If you compare your in-situ data with the results of the C2RCC computation you will see if they match already quite well. As you said, maybe no adaptation is needed.

Thank you Marco
I am trying to apply de C2RCC processor to a resampled and subseted (both at 10 meters) product level L1C, but it takes so long
My computer is a i5-5 with 8Gb RAM and SSD 480Gb.
Does it should be faster or is normal?

Yes, at a resolution of 10m it takes some time, especially when only having 8GB. What do you mean by “it takes long”. Is it hours or days?
Do speed up you can disable the computation of uncertainty bands. This takes a good part of the computing time.

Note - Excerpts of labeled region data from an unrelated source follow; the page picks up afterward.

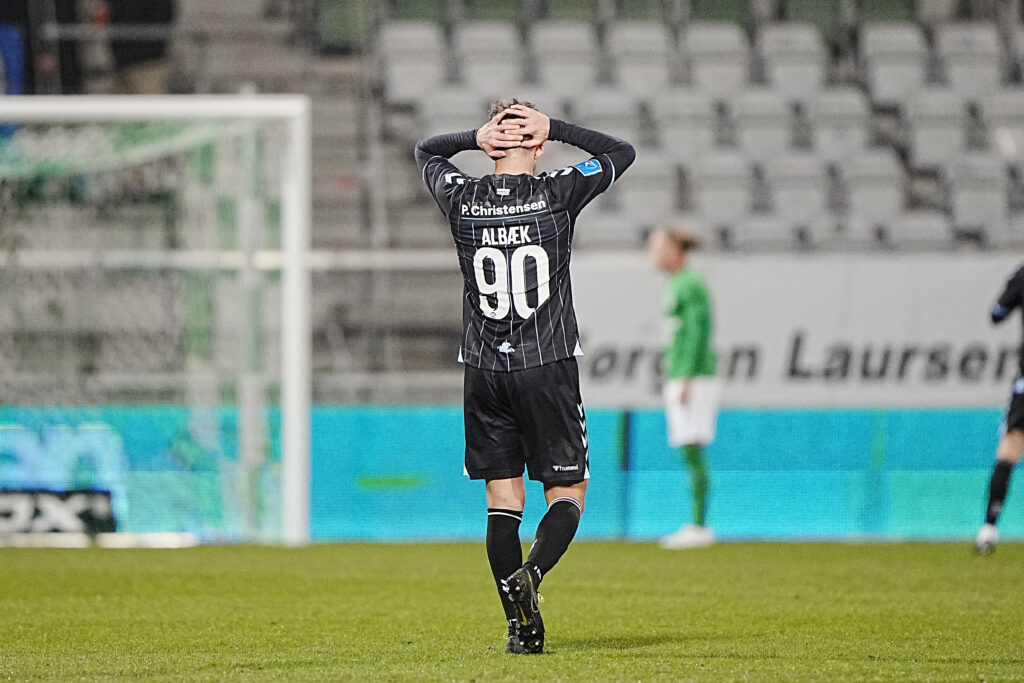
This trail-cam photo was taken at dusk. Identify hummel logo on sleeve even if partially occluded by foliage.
[572,159,601,175]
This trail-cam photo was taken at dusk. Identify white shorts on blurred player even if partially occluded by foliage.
[662,377,722,447]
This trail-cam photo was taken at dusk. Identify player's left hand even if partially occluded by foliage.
[476,110,522,159]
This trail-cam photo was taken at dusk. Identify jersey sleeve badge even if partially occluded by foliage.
[572,159,602,176]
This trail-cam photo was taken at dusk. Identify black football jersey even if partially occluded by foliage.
[416,119,635,372]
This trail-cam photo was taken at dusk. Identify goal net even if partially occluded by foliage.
[0,97,309,544]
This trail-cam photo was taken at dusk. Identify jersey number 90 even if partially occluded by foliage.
[473,245,551,321]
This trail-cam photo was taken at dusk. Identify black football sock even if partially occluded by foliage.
[985,460,1014,524]
[486,508,522,620]
[523,498,582,585]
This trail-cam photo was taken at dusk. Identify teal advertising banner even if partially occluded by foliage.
[0,405,1024,543]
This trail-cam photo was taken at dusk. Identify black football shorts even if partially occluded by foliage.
[463,358,590,483]
[1004,377,1024,432]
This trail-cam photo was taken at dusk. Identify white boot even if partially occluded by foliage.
[974,524,999,555]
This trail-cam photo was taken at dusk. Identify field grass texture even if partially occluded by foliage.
[0,542,1024,681]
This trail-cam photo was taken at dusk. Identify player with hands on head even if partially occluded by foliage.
[416,99,636,654]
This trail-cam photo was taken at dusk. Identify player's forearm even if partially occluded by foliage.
[415,130,478,172]
[548,119,637,166]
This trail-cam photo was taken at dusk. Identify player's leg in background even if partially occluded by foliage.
[680,443,710,526]
[974,429,1024,555]
[486,476,526,620]
[524,479,587,586]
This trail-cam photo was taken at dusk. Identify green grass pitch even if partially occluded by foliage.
[0,543,1024,681]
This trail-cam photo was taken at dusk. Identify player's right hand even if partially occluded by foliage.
[507,104,551,148]
[476,110,522,159]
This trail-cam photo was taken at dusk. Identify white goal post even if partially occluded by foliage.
[0,95,311,545]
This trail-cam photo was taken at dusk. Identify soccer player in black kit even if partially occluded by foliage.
[416,99,636,654]
[974,266,1024,555]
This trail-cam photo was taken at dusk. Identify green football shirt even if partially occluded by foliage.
[665,268,717,379]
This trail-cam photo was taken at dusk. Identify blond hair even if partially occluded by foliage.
[660,227,703,252]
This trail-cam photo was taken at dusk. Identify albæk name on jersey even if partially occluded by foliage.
[459,200,548,217]
[479,225,534,247]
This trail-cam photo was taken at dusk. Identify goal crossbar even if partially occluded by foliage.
[0,95,311,545]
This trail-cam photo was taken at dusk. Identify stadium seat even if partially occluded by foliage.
[541,0,598,22]
[388,0,447,24]
[857,0,913,23]
[682,23,750,96]
[605,22,673,95]
[764,154,828,227]
[782,0,843,44]
[839,147,905,234]
[614,0,666,23]
[760,22,827,97]
[885,211,953,249]
[419,88,487,137]
[946,154,1010,244]
[461,0,523,24]
[808,88,870,162]
[983,88,1024,160]
[915,0,959,27]
[861,24,928,104]
[906,88,967,168]
[688,153,754,229]
[690,0,751,27]
[378,22,447,104]
[572,88,640,145]
[935,22,1002,100]
[728,214,798,250]
[651,88,716,164]
[527,20,600,96]
[729,88,792,162]
[453,22,524,96]
[615,154,679,225]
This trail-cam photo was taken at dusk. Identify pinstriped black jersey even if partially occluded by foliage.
[416,119,635,372]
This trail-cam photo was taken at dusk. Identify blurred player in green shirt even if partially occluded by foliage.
[647,229,722,549]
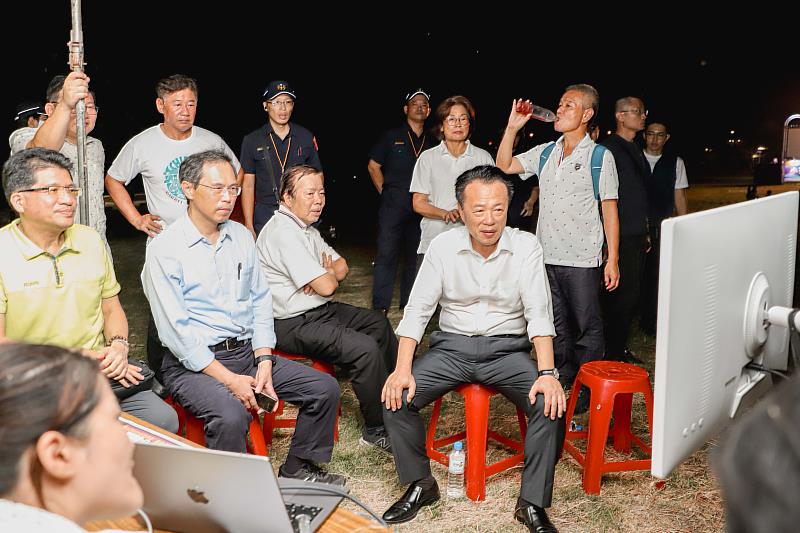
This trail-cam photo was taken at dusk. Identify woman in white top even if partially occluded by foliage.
[0,343,143,533]
[410,96,494,258]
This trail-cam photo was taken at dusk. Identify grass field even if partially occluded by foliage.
[110,186,796,533]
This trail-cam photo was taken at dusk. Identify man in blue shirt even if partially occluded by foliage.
[142,150,345,485]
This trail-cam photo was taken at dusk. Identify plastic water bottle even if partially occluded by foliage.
[447,441,466,499]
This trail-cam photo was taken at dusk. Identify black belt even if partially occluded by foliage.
[208,338,250,352]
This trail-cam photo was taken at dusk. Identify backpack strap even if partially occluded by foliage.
[539,142,556,176]
[591,144,606,200]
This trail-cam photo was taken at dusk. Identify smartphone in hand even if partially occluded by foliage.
[260,391,278,413]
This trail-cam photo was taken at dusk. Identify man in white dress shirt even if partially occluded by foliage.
[381,165,566,531]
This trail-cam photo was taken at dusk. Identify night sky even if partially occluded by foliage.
[6,0,800,229]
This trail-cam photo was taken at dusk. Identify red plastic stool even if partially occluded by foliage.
[164,396,269,456]
[425,383,528,501]
[564,361,653,494]
[262,350,342,448]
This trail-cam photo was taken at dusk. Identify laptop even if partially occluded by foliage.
[134,442,347,533]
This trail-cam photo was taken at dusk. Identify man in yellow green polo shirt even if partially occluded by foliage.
[0,148,178,431]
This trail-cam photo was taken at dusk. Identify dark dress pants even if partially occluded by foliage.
[162,344,340,463]
[601,235,647,359]
[275,302,397,428]
[545,265,605,389]
[372,187,420,309]
[383,331,564,507]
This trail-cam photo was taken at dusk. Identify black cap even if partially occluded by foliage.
[14,100,45,120]
[264,80,297,100]
[405,87,431,102]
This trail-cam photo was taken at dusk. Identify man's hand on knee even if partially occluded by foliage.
[528,376,567,420]
[225,374,258,410]
[381,370,417,411]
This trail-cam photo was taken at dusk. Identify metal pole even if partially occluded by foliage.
[67,0,90,226]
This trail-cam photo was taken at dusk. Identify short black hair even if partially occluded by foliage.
[456,165,514,207]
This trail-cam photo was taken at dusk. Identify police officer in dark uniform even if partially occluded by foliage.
[367,88,437,313]
[239,80,322,236]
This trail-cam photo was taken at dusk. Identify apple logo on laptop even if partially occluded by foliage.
[186,487,208,503]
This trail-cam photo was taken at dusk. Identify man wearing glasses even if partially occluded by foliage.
[601,96,650,363]
[256,165,397,452]
[142,150,344,485]
[367,88,433,313]
[11,72,110,250]
[0,148,178,431]
[241,80,322,238]
[640,122,689,335]
[410,96,494,266]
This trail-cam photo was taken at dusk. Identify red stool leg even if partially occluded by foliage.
[261,400,283,455]
[583,391,614,494]
[463,385,491,501]
[425,398,447,466]
[610,393,633,453]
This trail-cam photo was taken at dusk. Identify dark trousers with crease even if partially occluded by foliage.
[545,265,605,388]
[372,187,420,309]
[275,302,397,428]
[383,331,564,507]
[601,235,647,359]
[161,344,340,463]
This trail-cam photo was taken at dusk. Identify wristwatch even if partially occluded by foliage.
[256,353,277,366]
[539,368,558,379]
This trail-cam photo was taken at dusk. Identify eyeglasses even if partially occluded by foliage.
[620,109,648,117]
[445,115,469,126]
[198,183,242,196]
[17,185,81,197]
[267,100,294,109]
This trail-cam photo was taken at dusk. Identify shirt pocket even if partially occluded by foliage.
[236,266,253,302]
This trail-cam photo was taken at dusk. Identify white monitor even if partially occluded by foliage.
[652,191,798,478]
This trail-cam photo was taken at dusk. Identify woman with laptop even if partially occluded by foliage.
[0,343,143,533]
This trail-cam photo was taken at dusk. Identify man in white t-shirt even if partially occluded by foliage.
[105,74,241,238]
[639,122,689,335]
[105,74,242,375]
[9,72,111,244]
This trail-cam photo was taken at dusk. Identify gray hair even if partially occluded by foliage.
[456,165,514,207]
[280,165,322,200]
[3,148,72,205]
[614,96,644,113]
[178,150,233,189]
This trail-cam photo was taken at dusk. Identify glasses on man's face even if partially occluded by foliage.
[269,100,294,109]
[445,115,469,127]
[198,183,242,196]
[17,185,81,198]
[620,109,648,117]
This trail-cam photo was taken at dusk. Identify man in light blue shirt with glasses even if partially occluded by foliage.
[142,150,345,485]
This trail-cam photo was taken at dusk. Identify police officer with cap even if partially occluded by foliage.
[240,80,322,237]
[367,88,436,313]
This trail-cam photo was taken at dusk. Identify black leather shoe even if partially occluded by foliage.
[383,481,440,524]
[514,505,558,533]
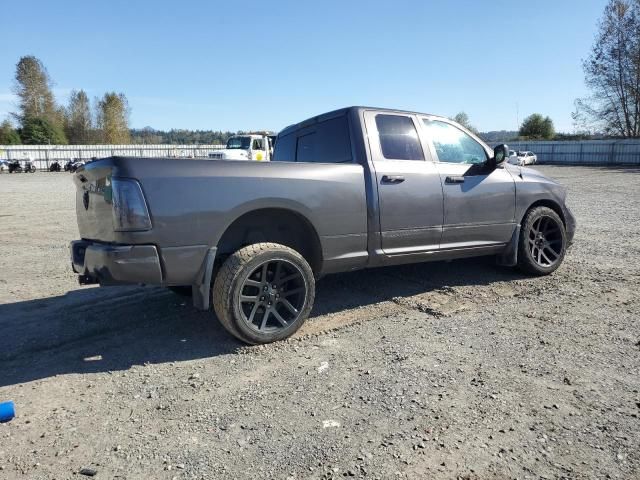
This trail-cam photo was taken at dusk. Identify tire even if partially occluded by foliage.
[212,243,315,345]
[167,285,193,297]
[518,207,567,275]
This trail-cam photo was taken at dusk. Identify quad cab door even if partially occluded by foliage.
[420,117,516,250]
[364,111,443,255]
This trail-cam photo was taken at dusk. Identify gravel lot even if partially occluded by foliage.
[0,166,640,479]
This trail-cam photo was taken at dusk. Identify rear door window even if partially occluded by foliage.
[273,115,352,163]
[376,114,424,160]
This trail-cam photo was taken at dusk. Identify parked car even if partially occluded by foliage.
[22,160,36,173]
[64,159,85,173]
[507,150,520,165]
[209,132,274,162]
[518,151,538,165]
[71,107,575,344]
[9,160,24,173]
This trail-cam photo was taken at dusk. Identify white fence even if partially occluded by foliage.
[508,140,640,165]
[0,145,224,170]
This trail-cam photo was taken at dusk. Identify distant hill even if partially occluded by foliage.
[479,130,518,144]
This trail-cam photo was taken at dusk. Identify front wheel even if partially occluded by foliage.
[213,243,315,344]
[518,207,567,275]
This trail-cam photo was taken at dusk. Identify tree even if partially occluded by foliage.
[452,112,478,135]
[0,120,21,145]
[20,117,67,145]
[98,92,131,145]
[65,90,92,145]
[13,55,60,123]
[519,113,556,140]
[573,0,640,137]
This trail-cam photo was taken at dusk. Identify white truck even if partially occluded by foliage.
[209,132,276,162]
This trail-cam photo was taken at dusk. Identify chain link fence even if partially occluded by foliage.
[0,145,224,171]
[508,140,640,165]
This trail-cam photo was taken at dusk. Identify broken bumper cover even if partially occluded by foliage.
[70,240,162,285]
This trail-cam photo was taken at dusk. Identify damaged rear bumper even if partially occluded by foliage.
[70,240,162,285]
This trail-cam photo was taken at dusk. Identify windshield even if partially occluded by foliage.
[227,137,251,150]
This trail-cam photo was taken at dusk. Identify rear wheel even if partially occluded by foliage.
[213,243,315,344]
[518,207,567,275]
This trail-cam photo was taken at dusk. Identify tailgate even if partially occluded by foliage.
[73,159,115,242]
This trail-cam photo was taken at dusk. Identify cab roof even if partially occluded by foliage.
[278,105,445,135]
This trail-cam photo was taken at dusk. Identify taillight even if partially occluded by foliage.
[111,178,151,232]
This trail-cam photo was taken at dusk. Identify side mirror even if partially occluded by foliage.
[489,143,509,168]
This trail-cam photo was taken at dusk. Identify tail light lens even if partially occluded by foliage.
[111,178,151,232]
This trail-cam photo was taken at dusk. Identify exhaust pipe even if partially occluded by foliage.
[78,275,98,285]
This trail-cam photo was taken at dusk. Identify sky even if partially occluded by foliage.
[0,0,607,132]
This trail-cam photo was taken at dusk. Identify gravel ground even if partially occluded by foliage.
[0,166,640,479]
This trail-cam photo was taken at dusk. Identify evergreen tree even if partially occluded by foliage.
[65,90,92,145]
[97,92,131,145]
[0,120,22,145]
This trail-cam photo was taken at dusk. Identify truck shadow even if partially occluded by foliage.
[0,257,523,387]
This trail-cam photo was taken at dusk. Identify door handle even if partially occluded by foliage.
[444,175,464,185]
[382,175,404,185]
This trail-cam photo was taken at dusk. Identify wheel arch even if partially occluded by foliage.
[520,198,567,228]
[216,207,323,274]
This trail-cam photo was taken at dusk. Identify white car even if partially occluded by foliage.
[507,150,520,165]
[518,151,538,165]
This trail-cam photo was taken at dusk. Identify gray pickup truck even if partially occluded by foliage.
[71,107,575,344]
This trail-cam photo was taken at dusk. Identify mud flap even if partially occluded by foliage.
[191,247,218,310]
[496,225,520,267]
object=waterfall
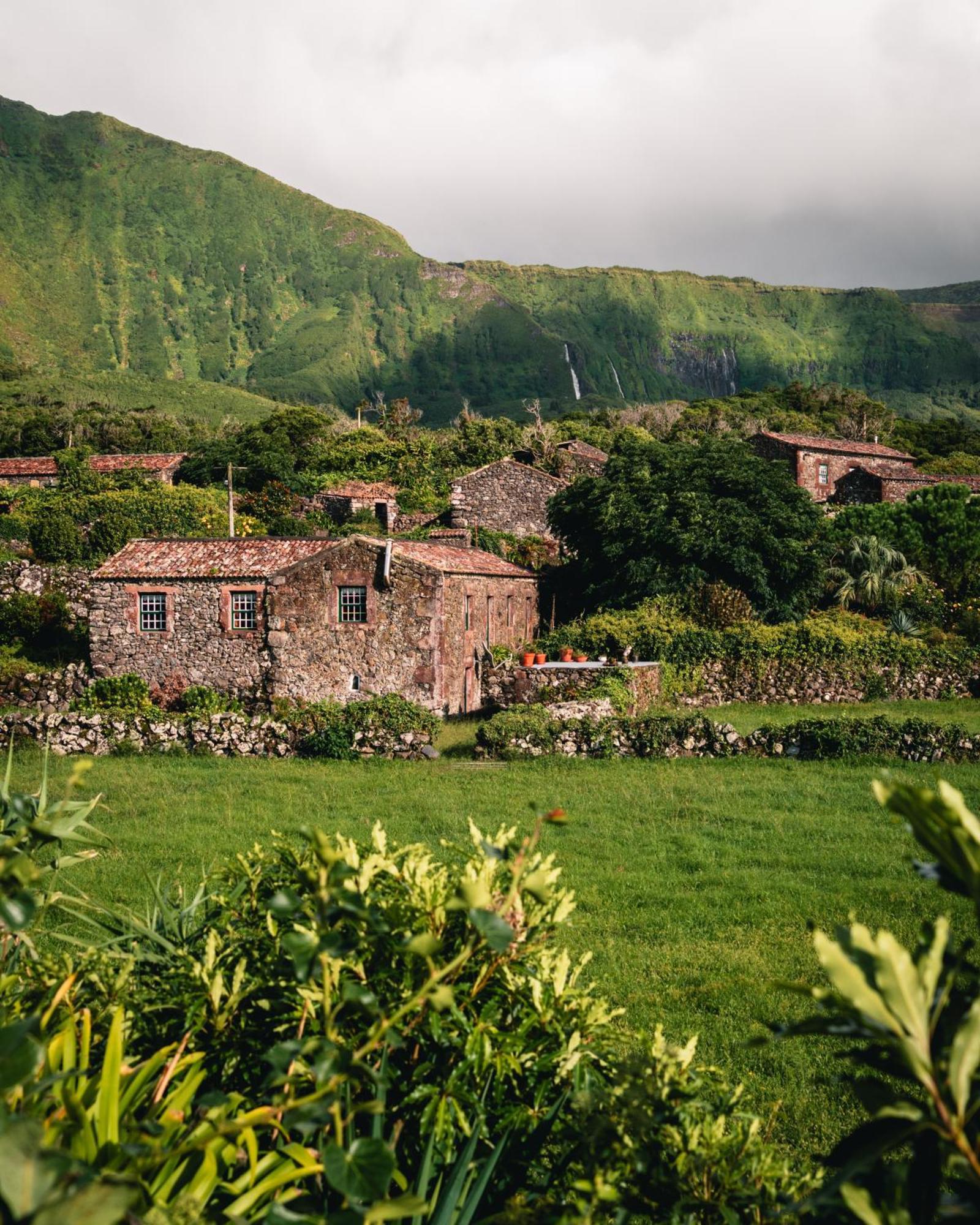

It takes a few hours but I will be processing several products for different dates in the future, so I need to make this a little more dynamic.

I’m going to try these two options

  • lower the spatial resolution
  • ignore the uncertainty bands

Thank you very much, Marco

If you are processing several scenes, use GPT. It helps reducing processing time.

Wow! now it flies! less than a minute using a subset of 10m resolution (B2 band) and resampling with 60m (B1 band).
however the chla_conc and tsm_conc looks pixelated while the resampled bands look perfectly fine.
I will continue testing with the 10m resolution but ignoring the uncertity bands.

Yes, the results can be a bit noise. This is a known issue.